Why D&B Rebuilt Its 642 Million Record Database for AI Agents

A developer building a supply chain automation tool recently hit a wall that no amount of prompt engineering could fix. The goal was simple: have an AI agent identify real-time risk factors and complex corporate ownership structures across a global network. However, the agent repeatedly failed to call the correct data or struggled with ambiguous entity matching. The problem was not the model's reasoning capability, but the architecture of the data it was querying. Most commercial databases were built for humans—analysts who possess the patience to wait for a slow SQL query to return and the intuition to manually correct a near-match. AI agents possess neither. They operate in a world of sub-second latency requirements and binary precision, where a fragmented data architecture is not just an inconvenience, but a fatal bottleneck.

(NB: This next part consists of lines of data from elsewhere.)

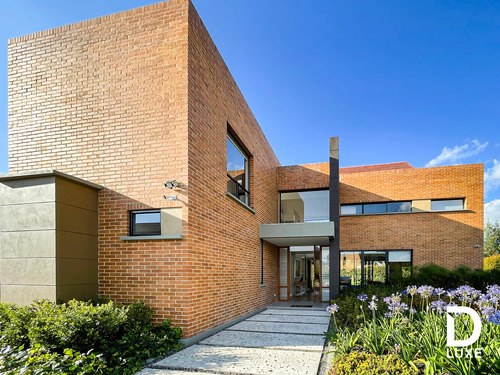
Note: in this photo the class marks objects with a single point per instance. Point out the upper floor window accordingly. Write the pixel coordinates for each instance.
(238, 171)
(304, 206)
(447, 205)
(375, 208)
(145, 223)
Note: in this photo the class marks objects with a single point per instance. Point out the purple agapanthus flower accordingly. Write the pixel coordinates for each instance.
(495, 318)
(362, 297)
(439, 306)
(332, 309)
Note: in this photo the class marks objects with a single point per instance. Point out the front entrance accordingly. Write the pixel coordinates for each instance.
(304, 274)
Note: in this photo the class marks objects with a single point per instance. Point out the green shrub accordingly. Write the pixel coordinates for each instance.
(14, 324)
(41, 361)
(138, 316)
(76, 325)
(370, 364)
(441, 277)
(81, 338)
(492, 263)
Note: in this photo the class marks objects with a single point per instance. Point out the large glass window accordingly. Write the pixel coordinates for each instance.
(447, 205)
(145, 223)
(350, 268)
(375, 208)
(237, 171)
(373, 267)
(305, 206)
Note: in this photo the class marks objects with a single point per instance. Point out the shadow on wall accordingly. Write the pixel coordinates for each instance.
(154, 271)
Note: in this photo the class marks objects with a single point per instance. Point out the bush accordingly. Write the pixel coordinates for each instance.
(81, 338)
(41, 361)
(76, 325)
(492, 263)
(441, 277)
(369, 364)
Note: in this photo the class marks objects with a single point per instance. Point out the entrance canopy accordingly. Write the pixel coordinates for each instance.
(298, 234)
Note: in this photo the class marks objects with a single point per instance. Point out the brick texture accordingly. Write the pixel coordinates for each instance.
(107, 100)
(447, 239)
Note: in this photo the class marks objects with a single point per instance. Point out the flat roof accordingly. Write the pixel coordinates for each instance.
(48, 173)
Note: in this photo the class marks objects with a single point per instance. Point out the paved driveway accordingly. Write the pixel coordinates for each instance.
(277, 341)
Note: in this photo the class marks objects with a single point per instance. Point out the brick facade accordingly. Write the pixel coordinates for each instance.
(134, 99)
(448, 239)
(106, 100)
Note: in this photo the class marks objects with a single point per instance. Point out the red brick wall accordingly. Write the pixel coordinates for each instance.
(106, 100)
(225, 243)
(448, 239)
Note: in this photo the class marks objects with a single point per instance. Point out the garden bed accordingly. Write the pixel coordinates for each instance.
(81, 338)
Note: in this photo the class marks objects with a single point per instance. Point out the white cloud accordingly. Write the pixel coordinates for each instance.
(456, 153)
(492, 177)
(492, 211)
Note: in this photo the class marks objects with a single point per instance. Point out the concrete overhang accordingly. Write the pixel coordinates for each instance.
(298, 234)
(49, 173)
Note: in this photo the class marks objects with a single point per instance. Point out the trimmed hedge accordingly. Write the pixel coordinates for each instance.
(370, 364)
(81, 338)
(441, 277)
(492, 263)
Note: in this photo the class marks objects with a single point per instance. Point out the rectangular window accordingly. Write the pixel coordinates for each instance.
(373, 267)
(145, 223)
(305, 206)
(238, 183)
(351, 209)
(447, 205)
(399, 207)
(375, 208)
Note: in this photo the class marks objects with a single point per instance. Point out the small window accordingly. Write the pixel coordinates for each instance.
(351, 209)
(145, 223)
(447, 205)
(399, 207)
(375, 208)
(238, 182)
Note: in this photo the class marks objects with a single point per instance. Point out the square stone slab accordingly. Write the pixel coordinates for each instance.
(278, 341)
(243, 360)
(290, 318)
(155, 371)
(272, 327)
(295, 312)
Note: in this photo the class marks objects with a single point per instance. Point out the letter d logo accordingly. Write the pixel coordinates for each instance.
(450, 326)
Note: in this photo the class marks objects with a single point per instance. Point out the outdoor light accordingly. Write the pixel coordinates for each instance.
(171, 184)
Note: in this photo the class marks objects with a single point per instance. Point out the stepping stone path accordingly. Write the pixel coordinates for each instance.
(276, 341)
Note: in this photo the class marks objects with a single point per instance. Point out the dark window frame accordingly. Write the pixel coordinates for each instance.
(362, 259)
(133, 214)
(295, 191)
(448, 199)
(375, 213)
(239, 186)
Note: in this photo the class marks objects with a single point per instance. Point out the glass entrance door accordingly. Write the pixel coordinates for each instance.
(374, 265)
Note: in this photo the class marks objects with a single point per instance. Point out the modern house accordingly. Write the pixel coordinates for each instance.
(137, 171)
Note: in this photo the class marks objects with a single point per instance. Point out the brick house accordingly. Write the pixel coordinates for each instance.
(137, 171)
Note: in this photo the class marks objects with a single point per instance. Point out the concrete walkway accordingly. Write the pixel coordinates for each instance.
(277, 341)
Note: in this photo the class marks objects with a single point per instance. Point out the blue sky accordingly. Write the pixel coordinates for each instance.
(396, 80)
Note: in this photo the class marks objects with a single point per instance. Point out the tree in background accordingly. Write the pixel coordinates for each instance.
(491, 239)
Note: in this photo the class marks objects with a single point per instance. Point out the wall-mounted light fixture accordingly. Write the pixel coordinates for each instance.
(171, 184)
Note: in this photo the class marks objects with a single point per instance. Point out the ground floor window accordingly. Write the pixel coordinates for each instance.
(373, 267)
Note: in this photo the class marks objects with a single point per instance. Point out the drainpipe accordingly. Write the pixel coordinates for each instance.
(335, 217)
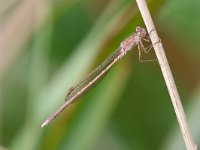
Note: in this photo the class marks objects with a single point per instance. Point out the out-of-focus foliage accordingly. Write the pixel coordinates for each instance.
(48, 46)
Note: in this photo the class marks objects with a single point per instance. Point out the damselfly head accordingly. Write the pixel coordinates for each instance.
(140, 31)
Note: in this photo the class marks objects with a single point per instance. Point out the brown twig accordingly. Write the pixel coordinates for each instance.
(166, 71)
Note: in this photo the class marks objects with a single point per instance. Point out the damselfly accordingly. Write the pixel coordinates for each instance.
(97, 74)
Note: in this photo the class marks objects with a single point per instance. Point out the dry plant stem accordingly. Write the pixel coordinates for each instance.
(167, 75)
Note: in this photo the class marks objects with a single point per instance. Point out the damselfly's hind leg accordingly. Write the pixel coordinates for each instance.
(141, 48)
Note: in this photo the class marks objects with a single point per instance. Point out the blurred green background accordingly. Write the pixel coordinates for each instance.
(48, 46)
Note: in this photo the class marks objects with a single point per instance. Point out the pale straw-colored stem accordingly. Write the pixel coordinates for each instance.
(166, 71)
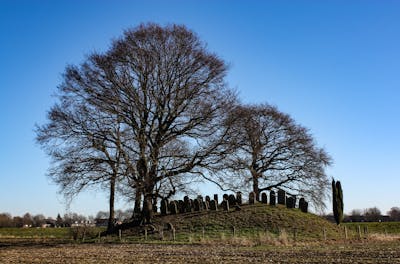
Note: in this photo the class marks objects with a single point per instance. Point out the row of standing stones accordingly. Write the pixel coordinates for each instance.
(229, 201)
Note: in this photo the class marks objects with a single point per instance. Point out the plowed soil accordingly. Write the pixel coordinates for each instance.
(356, 252)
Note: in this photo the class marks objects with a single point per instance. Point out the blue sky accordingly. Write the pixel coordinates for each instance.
(332, 65)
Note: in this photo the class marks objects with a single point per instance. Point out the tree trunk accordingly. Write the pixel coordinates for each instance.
(111, 217)
(138, 201)
(255, 186)
(147, 212)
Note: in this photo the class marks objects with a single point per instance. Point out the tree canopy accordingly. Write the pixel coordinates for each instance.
(153, 114)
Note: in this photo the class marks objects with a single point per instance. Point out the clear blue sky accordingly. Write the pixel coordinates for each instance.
(332, 65)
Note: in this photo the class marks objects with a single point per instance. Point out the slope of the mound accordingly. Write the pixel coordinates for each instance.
(258, 217)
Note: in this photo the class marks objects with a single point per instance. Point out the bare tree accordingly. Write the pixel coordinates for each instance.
(394, 213)
(372, 214)
(82, 144)
(168, 95)
(272, 151)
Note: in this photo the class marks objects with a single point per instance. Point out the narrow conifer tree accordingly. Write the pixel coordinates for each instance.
(337, 200)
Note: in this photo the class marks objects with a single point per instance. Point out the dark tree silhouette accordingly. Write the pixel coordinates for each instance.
(337, 200)
(272, 151)
(155, 104)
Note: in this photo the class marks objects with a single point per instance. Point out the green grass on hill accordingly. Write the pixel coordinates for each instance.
(251, 221)
(375, 227)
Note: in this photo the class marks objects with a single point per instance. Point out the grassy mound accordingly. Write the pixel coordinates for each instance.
(250, 221)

The Scale of 642 Million Records and 100 Billion Quality Checks

Dun & Bradstreet (D&B) manages one of the most extensive corporate datasets in existence, with a history spanning over 180 years. Today, that repository contains 642 million company records. The growth has been aggressive; five years ago, the count sat at approximately 300 million, meaning the database has nearly doubled in size in a short window. This is not merely a horizontal expansion of entries, but a vertical deepening of data. Each individual record contains up to 11,000 fields, creating a level of data density that allows for extreme precision in corporate analysis.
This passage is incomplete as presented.